GENEVA, 17 September 2009 – A new UN framework to eliminate caste discrimination, one of the world’s most serious human rights challenges, yesterday received backing from a number of international actors, including the government of Nepal, the EU presidency and the UN High Commissioner for Human Rights.
Speaking at a side event during the 12th session of the UN Human Rights Council in Geneva, Nepal’s State Minister for General Administration, Mr Jeet Bahadur Gautam Darjee, outlined his country’s efforts to “eliminate this scourge from our society” and confirmed the Nepalese government’s support for the draft UN principles and guidelines to eliminate caste discrimination.
The Minister described the guidelines as “a good reference in devising the ways and means to address the issue of caste-based discrimination” during the drafting process of Nepal’s new constitution and as “useful tools” to reform and develop anti-discriminatory legislation.
At the side event, Nepal joined forces with victims of caste discrimination, the UN High Commissioner for Human Rights and a group of international NGOs to promote the first comprehensive UN framework to prevent and address caste discrimination.
The draft UN principles and guidelines are contained in the final report on discrimination based on work and descent (the UN terminology for caste discrimination), published by the Human Rights Council in May 2009. An estimated 260 million people globally are victims of caste discrimination, which has been likened to the former apartheid system in South Africa.
“In supporting the UN guidelines, Nepal has taken a bold and very significant step.
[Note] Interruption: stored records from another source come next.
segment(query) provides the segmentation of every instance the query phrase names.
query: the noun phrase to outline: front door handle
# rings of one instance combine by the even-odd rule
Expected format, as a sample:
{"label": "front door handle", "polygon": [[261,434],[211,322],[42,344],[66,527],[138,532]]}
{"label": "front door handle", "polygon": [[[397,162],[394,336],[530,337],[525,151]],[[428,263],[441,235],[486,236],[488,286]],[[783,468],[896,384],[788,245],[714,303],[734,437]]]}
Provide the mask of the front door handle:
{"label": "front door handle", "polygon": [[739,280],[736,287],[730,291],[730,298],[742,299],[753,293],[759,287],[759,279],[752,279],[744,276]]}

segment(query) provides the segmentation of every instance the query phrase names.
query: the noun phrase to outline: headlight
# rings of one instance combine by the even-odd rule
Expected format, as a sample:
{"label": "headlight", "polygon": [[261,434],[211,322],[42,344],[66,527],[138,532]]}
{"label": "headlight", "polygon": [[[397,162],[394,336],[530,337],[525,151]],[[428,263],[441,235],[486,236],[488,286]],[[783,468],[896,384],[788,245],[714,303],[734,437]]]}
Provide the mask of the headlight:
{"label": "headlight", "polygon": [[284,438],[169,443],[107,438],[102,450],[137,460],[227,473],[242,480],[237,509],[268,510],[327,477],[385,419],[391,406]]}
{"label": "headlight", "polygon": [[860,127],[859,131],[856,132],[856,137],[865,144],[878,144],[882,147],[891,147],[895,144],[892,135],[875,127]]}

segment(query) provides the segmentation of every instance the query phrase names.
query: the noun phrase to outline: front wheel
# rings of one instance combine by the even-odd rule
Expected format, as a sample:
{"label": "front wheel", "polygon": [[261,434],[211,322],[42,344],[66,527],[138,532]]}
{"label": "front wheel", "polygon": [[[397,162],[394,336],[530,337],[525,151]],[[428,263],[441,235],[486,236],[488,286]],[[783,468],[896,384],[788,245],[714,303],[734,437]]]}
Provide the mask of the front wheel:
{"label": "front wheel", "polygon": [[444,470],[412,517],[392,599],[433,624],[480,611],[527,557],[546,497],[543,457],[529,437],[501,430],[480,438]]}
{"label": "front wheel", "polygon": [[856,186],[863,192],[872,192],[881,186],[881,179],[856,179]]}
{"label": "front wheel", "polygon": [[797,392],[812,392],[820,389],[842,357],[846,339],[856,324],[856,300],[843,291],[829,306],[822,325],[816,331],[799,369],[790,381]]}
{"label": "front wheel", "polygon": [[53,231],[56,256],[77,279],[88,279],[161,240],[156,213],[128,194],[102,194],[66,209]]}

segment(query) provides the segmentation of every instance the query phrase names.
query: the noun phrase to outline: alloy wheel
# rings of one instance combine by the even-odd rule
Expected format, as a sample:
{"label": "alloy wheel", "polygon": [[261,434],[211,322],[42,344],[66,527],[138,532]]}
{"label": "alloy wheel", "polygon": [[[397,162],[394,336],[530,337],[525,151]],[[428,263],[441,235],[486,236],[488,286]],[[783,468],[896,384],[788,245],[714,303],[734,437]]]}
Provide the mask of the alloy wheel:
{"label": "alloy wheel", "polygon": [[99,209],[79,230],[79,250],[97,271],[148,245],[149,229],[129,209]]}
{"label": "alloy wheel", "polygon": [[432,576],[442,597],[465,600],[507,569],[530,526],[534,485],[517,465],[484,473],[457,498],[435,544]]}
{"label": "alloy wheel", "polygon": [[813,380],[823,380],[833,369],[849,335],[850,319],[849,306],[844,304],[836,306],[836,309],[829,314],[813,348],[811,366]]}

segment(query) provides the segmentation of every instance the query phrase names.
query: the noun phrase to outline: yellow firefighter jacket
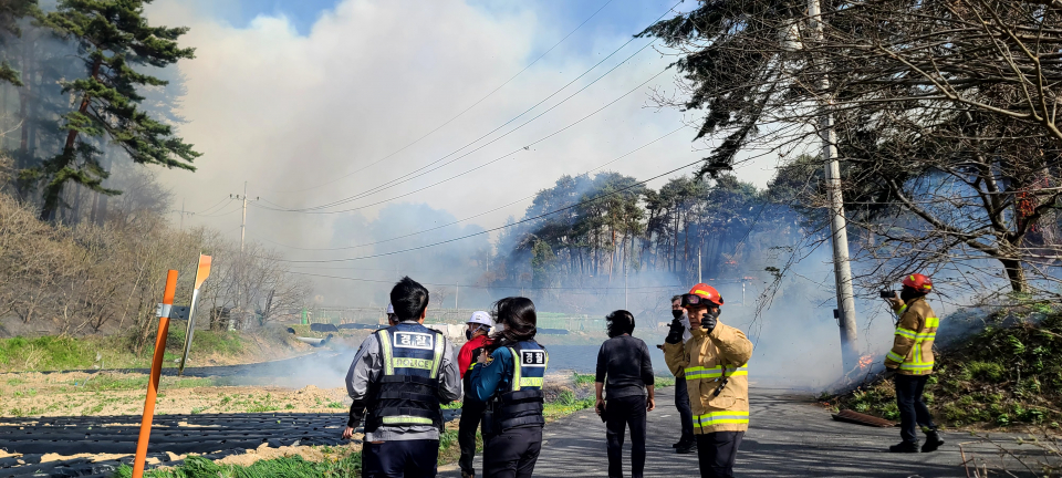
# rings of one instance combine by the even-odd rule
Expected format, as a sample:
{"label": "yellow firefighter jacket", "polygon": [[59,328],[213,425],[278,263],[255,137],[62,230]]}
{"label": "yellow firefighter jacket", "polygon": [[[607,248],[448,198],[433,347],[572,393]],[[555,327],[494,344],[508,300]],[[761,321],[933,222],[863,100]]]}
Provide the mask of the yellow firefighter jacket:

Now other countries must follow suit, especially India, where caste discrimination affects up to 200 million people,” said Rikke Nöhrlind, co-ordinator of the International Dalit Solidarity Network (IDSN), which works globally against caste discrimination. Dalit is the term used in South Asia for victims of this severe form of discrimination.
During a visit to New Delhi in March 2009, the UN High Commissioner for Human Rights, Navi Pillay, called on India to show global “leadership in combating caste-based discrimination”. Yesterday, Ms Pillay met with representatives of Dalit organisations and described caste discrimination as a “vital human rights concern affecting millions of people”.
At the event, her office was represented by Marcia V.J. Kran, Director of the Research and Right to Development Division, who read a statement on behalf of the High Commissioner. Ms. Kran called caste discrimination “a vicious cycle of poverty and marginalisation” and stated that debt bondage, which affects many Dalits, “is considered a contemporary form of slavery.” She stressed that “eliminating all forms of discrimination remains the highest duty of the UN, its member states and all stakeholders” and also offered the assistance of her office to governments and private actors working against caste discrimination.
Referring to caste discrimination as a very important priority for the EU, the Swedish Presidency welcomed the principles and guidelines and expressed its support for the Human Rights Council’s work on the issue.
The authors of the UN report on caste discrimination, professors Chinsung Chung and Yozo Yokota, presented a number of recommendations for the practical application of the guidelines, including a UN monitoring mechanism.
The meeting was sponsored by the International Movement Against All Forms of Discrimination and Racism and co-sponsored by Anti-Slavery International, Human Rights Watch, Minority Rights Group International, Pax Romana/ICMICA, the Lutheran World Federation and the World Council of Churches in association with IDSN.
This press release was published by IDSN and Anti-Slavery International on 17 September 2009.